Mixture of Experts

Original paper ยท HuggingFace et al 2023

Mixture of Experts (MoE) are the flavor of the week following Mistral's release of Mixtral 7Bx8. Mistral are killing it at the moment, love their style; dropping a torrent link, letting the results speak for themselves. The contrast to Google's announcement of Gemini is hilarious, and it makes sense, Mistral is never going to appear more flashy or have the budget for a huge announcement ceremony, instead they entertain the 90's hacker vibe. Anyway as I was saying, Mixture of Experts are in vouge right now, but they are hardly a new discovery so today I'd like briefly overview their history and hopefully arrive at an understanding for their prevalence in modern LLMs.

Mixture of Experts - A brief history

MoE's can be traced back to the early 90's with a paper from none other than one of the Godfathers of Deep Learning Geoffrey Hinton, Adaptive Mixtures of Local Experts. The original idea was akin to ensemble learning; a system composed of separate networks, each experts in a different subset of the training data. The experts where chosen based on a gating network (typically a linear layer), and these gates are trained together with the expert networks.

As the deep learning revolution took off in the 10's, a couple of important advancements came to MoEs. In Learning Factored Representations in a Deep Mixture of Experts, the authors present MoE layers as a small part of a larger multilayer network. Previously, MoEs had comprised the entire system, but now they simply became a part of larger networks enabling MoE models to be both large and effective. People also realized that instead of we can dynamically activate or deactivate components based on the input token, allowing models to scale without impairing inference speeds 1 2. This work culminated in the foundation of modern MoEs, a paper again co-authored by Geoffrey Hinton, Outrageously Large Neural Networks: The Sparsely-Gated Mixture-of-Experts Layer. As the title suggests, this paper introduced a Sparsely-Gated Mixture of Experts layer.
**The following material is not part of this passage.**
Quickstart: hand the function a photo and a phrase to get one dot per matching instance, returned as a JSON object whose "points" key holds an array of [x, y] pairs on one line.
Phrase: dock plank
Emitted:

These layers would consist of thousands of feed-forward sub-networks with a gating network that determines a sparse combination of the experts to be used for each token. The idea of sparsity is akin to conditional computation, in a dense model all the parameters would be used for all the inputs, but sparsity (or conditional computation) as I explained earlier allows us to only run parts of the whole system. If a model is trained with N experts this schematic allows the users to choose how many M << N experts they want use at the time depending on their computational resources.

Load Balancing

When training a model with MoE layers it is common to add noise to the gating mechanism to avoid expert occlusion. As one might imagine, it is common for the gating network to converge to mostly activate a subset of the total number of experts, making the whole concept of MoEs less efficient. This problem is circular as favored experts are trained quicker and hence selected more. In addition to noise, an auxiliary loss is added to encourage giving all experts a roughly equal number of training examples.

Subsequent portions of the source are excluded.